By June, she had her part in ‘‘The Fighter,’’ which also features Christian Bale. Since then, she landed a small role in ‘‘Knight & Day,’’ a film with Cameron Diaz and Tom Cruise that had scenes shot in and around Boston, as well as parts in commercials.
‘‘Some people take sewing. I took acting,’’ she said.
McDermott, a 1995 graduate of Salem State College, said she feels it’s important for her daughters to see her working to improve herself — she makes sure her nursing licenses are up to date and continues to take acting classes.
‘‘I do believe that my kids are proud of me,’’ she said.
But 7-year-old Maisy (below, right, with her sister, Kate), when asked what she thinks of her mother’s acting, took a break from singing along with the Chipmunks to express some mixed feelings.
‘‘I think it’s really cool, but I miss you when you’re gone,’’ she said, looking at her mom.
‘‘I miss you, too,’’ McDermott replied.
McDermott is past the age that Peri says actors are most likely to make a name for themselves. But McDermott laughs that concern off.
‘‘I like to say I’m 30 with six years experience,’’ she said.
Since she has no agent, McDermott needs to learn to promote herself, industry professionals said.
‘‘She’s got to be her own agent,’’ said Kevin Lasit, her acting teacher at Plymouth Rock Studios, who has been acting and directing for 20 years.
The lack of opportunities for actors has Peri advising the most talented ones to head for Los Angeles or New York City. ‘‘Don’t waste this time here,’’ she tells them.
But McDermott and her husband, Bob, say they’re committed to staying in Scituate for now. McDermott, who is also a coach for her daughters’ cheerleading squad, said the most rewarding part of being a mother is helping her girls carve out their own identities. But in doing so, she lost her own. Acting changed that.
‘‘I felt like I was an individual again,’’ said McDermott.
And her husband and parents, who often take care of the girls so Erica can race to auditions, say they’re happy to help.
‘‘It’s an experience we all go through together,’’ said Bob McDermott, a senior vice president at Putnam Investments, who said he felt like he’d ‘‘had 18 iced coffees’’ when he learned his wife would be in a major motion picture.
‘‘People are genuinely happy for her,’’ he said.

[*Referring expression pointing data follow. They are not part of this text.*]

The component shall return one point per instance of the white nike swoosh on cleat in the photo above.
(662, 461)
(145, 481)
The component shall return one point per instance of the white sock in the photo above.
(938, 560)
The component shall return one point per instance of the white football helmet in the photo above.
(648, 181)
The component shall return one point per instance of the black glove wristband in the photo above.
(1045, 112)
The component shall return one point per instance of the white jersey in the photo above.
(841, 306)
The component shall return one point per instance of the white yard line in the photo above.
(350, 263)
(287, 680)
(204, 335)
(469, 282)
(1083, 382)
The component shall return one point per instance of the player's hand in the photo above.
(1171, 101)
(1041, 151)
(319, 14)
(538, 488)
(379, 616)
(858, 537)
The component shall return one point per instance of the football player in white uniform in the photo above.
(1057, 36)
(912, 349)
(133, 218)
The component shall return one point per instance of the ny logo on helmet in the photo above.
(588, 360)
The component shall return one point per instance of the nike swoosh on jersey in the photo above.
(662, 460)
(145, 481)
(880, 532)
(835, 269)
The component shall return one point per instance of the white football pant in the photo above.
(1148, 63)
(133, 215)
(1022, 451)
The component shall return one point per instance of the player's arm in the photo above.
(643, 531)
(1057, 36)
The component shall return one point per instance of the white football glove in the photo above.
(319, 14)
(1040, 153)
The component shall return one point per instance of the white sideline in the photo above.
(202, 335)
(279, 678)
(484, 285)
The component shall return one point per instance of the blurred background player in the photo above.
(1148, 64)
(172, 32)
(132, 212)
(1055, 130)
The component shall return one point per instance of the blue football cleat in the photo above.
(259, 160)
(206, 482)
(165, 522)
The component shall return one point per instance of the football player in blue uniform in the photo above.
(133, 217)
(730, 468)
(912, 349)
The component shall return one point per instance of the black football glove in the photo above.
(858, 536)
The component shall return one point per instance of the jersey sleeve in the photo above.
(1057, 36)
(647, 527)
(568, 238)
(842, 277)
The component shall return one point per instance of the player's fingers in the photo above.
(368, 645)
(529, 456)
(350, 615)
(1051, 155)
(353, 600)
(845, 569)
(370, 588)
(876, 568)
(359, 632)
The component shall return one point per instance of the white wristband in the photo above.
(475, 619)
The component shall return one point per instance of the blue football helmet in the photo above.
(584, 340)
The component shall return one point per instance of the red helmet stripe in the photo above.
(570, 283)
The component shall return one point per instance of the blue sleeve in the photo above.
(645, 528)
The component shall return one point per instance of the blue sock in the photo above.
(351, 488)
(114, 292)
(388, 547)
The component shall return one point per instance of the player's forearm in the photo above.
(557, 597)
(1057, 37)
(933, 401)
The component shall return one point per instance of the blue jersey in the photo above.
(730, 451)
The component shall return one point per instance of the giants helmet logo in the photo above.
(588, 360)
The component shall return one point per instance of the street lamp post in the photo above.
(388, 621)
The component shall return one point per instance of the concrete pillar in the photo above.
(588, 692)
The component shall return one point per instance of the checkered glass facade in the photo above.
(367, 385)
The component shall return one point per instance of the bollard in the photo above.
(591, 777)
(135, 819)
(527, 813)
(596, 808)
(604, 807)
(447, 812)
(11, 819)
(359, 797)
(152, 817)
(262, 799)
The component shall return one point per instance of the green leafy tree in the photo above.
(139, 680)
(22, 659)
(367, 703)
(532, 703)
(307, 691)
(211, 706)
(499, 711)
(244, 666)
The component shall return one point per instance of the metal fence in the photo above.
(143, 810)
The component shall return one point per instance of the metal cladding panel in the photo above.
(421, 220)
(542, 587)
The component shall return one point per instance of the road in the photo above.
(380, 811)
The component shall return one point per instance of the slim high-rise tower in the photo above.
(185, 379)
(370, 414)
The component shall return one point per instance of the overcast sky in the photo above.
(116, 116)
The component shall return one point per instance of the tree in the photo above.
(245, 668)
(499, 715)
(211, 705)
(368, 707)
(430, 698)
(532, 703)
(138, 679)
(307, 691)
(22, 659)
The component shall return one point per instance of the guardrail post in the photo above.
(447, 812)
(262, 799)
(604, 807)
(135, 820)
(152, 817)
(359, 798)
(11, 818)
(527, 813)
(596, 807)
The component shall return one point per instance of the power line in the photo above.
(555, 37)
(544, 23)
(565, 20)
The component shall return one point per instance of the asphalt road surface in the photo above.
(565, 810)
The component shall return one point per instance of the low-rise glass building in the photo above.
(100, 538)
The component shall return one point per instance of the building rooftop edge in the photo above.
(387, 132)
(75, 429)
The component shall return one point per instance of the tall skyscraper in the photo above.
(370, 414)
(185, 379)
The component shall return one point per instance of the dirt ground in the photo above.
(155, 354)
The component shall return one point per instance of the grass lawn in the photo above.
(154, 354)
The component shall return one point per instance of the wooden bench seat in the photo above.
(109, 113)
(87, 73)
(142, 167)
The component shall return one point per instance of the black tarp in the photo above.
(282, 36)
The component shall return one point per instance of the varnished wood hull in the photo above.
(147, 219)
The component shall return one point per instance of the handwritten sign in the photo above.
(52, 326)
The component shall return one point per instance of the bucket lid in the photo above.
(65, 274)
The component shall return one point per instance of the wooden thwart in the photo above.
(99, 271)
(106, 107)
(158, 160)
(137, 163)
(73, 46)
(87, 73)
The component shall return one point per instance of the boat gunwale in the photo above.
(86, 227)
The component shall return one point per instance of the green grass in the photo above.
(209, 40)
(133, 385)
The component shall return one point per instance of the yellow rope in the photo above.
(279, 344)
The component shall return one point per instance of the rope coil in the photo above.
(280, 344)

Her story is also a source of hope for actors scraping by in Massachusetts, said Lasit. McDermott’s ‘‘peers in her class were so inspired by her because when they look at Erica, they say, ‘That could be me. It happened to her, it can happen to me,’’’ the acting teacher said.
Lisa Rafferty, a Scituate writer and director who coauthored ‘‘The MOMologues,’’ agrees. ‘‘It’s the ‘that could be me’ thing that’s very powerful,’’ she said.
But McDermott is trying not to get people’s hopes up. She doesn’t know how much time she’ll actually be on screen in her movie roles until the films are released. ‘‘You don’t know what happens in the editing room,’’ she said. McDermott doesn’t even know whether she would be invited to awards ceremonies.
For now, she will keep auditioning for parts, but says that even if she never gets another acting role, she will consider herself lucky: ‘‘I’m the type of person that makes the best of what you’ve got.’’
Erica McDermott will join nine of her neighbors in a benefit performance of ‘‘The Best of the MOMologues’’ at 7:30 p.m. Friday at Scituate High School, a fund-raising event for the Scituate Education Alliance. Tickets are $21.